もともと体格差があるうえ、身体強化でも一枚も二枚も上なラミリーズを相手に、バルドの組打術はなかなか通用しなかったのである。
現代のオリンピック柔道を見ればわかるように、柔よく剛を制するのはあくまでも理想であって、現実には、圧倒的な剛の力の前には柔が屈服することのほうが多い。
小柄で非力というハンデをものともせず、相手の力を利用する合気を駆使して百戦百勝できた武道家は、雅晴の世界の達人、塩田剛三くらいなものであろう。

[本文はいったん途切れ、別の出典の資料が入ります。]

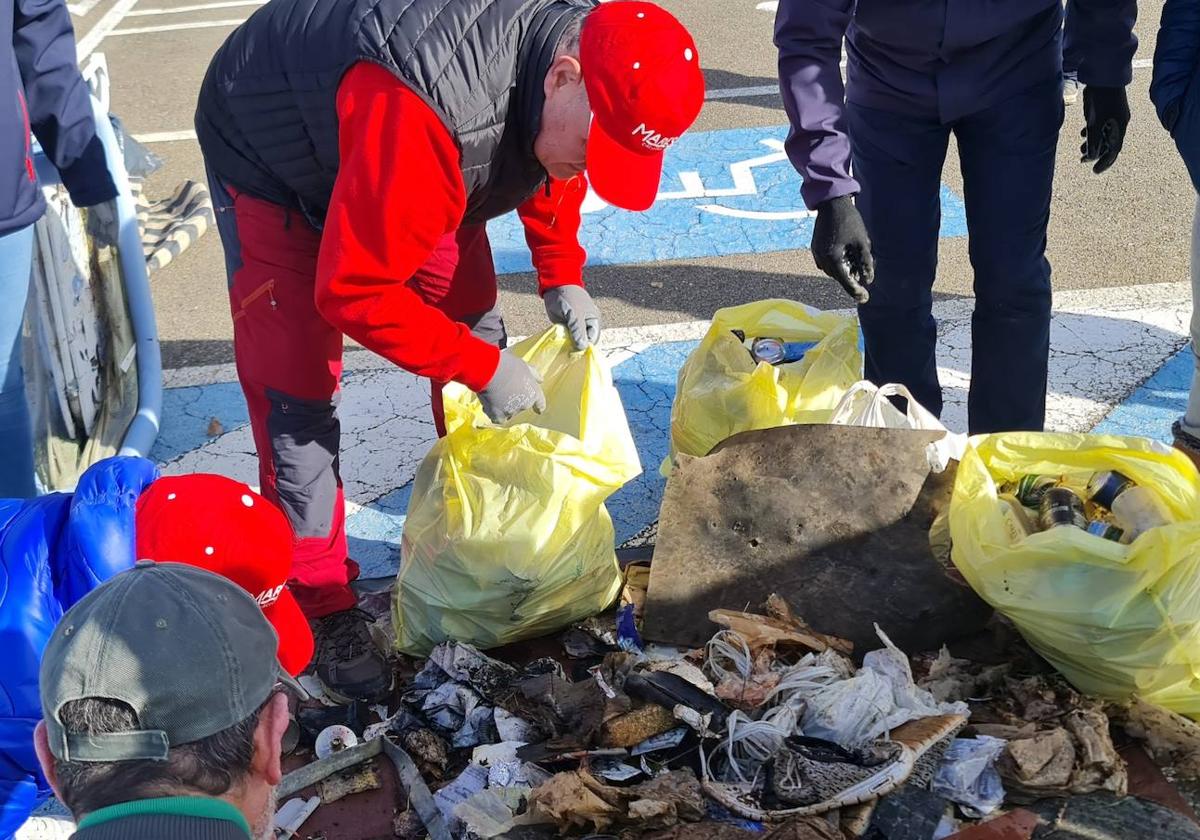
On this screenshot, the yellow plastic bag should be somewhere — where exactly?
[392,328,642,655]
[949,432,1200,718]
[664,300,863,463]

残念ながらバルドの武は、その域までは達していないということらしかった。
それでも歴戦の猛将ラミリーズにたたらを踏ませ、幾たびも膝をつかせたという事実は、バルドの評価をいささかも下げるものではなかった。
「まったく……いくらバランスを崩しても、関係なく打撃が飛んでくるんじゃ意味がねえっ!」
「はっはっはっ! 技術はなかなかだが、まだまだ決定力が足りんな。今しばらく基礎を鍛えるんじゃな!」
ラミリーズが声を上げて笑う。
(もっとも初めて戦ったときのように、魔法を自由に使わせたらどういう結果になるかわからんがのう……)
地面を砂に変えて、一瞬の隙を生み出したバルドの戦いぶりを、ラミリーズは今もありありと思い出せる。
バルドの本当の恐ろしさは、これまで誰も考え付かなかった発想の飛躍にこそある、とラミリーズは考えていた。
訓練ならばともかく、ラミリーズですら実戦でバルドと戦いたいとは思わない。
どんな隠し玉があるかしれないからだ。